Na seleção brasileira, que já contou com craques como Ronaldo, Romário e tantos outros, tem poucos jogadores na história que vestiram oficialmente a 24 amarelinha. O primeiro deles foi Bremer na Copa do Mundo de 2022 – a primeira com um limite de jogadores maior que 23 atletas. Já o segundo pode ser o volante Ederson, que usou o número no amistoso contra o México e foi confirmado com a 24 para a disputa da Copa América.
Respeito à base de Dendê
Longe do futebol profissional, o estigma por trás da numeração “proibida” é visto como uma forma dos times não se associarem com questões LGBTQIAPN+. Quem diz isso é Rodrigo Santos, secretário do Dendê FC, primeira equipe de futebol formada apenas por jogadores LGBT. Na equipe, a camisa 24 é usada por um dos atletas e tem o objetivo de alcançar um novo espaço: ressignificação.
“Sempre há essa tentativa de alguns jogadores usarem essa camisa para mostrar uma forma de não discriminação. Já está enraizado na sociedade, então sempre temos que buscar quebrar essas barreiras. Não só existe a camisa número 24 no nosso time, como outros números que às vezes são vistos de forma preconceituosa”, disse.
Fundado em 2017, o jogador do Dendê acredita que ter um time formado por jogadores LGBTQIAPN+ em Salvador influencia positivamente na luta contra a lgbtfobia. Para ele, o time também é um espaço de acolhimento para pessoas que não se sentirem próximas do futebol. “Mostramos que também podemos jogar futebol, que temos capacidade. Jogamos contra time de homens Cis e ficam impressionados. Estamos ali pelo mesmo objetivo de poder jogar bola, de poder torcer pelo nosso time”, explicou.

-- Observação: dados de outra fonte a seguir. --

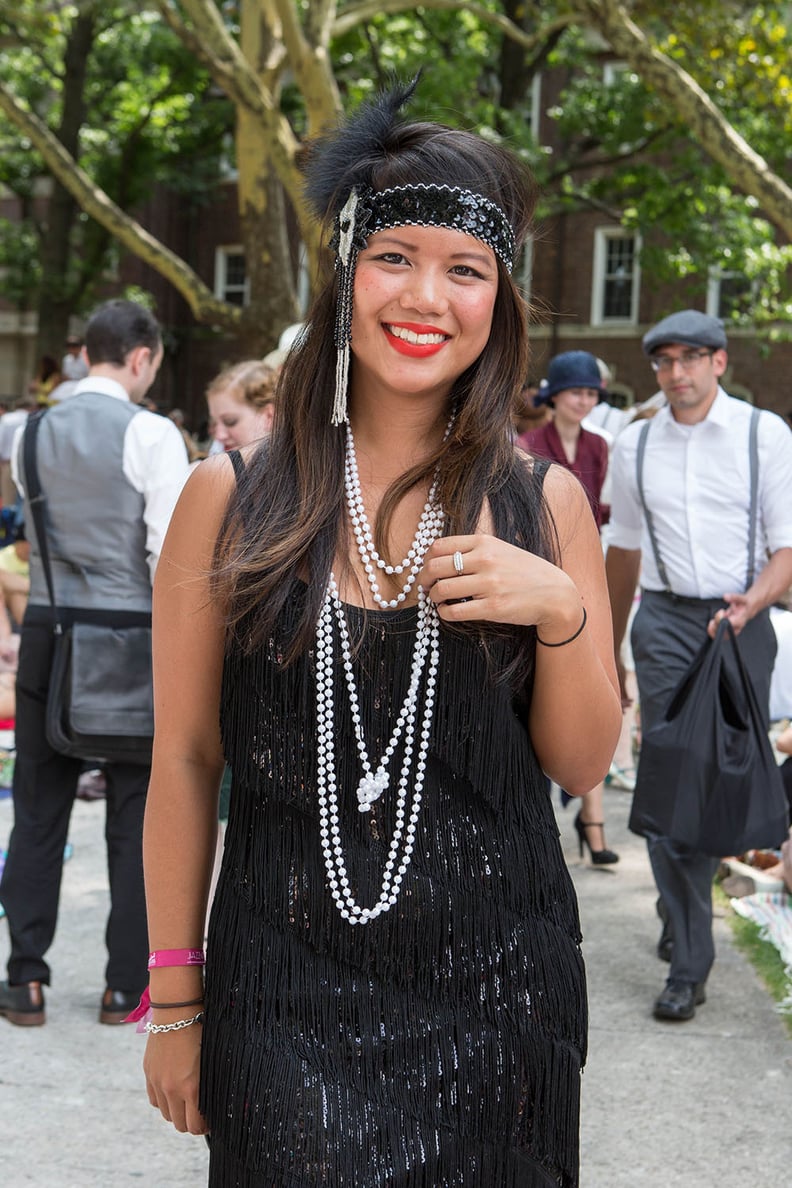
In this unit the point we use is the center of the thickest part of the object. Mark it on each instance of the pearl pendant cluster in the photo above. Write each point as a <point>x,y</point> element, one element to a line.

Em 2023, sete amigos que amam jogar futebol procuravam ambientes esportivos acolhedores para performar suas identidades e resolveram fundar o Tiêtas Fut7, também formado por atletas LGBTQIAPN+. No último dia 8, a equipe foi campeã invicta da etapa Nordeste da Champions Ligay, competição organizada pelo Dendê FC. No Tiêtas, a camisa 24 é considerada uma das mais importantes, sendo o número que foi utilizado pelo jogador eleito como melhor na Ligay.
De acordo com Honey Mascarenhas, um dos fundadores do time, vestir a 24 tem uma representatividade grande, porque quebra com rótulos preconceituosos. “No ambiente machista do futebol, quebramos paradigmas impostos pelos LGBTfóbicos. Este número mostra que lugar de “viado” é onde ele quiser, dentro e fora de campo. O simples ato de vestir a camisa 24 nos empodera de toda nossa existência, de todo processo de aceitação por qual passamos, é um ato de resistência à LGBTfobia”, afirmou.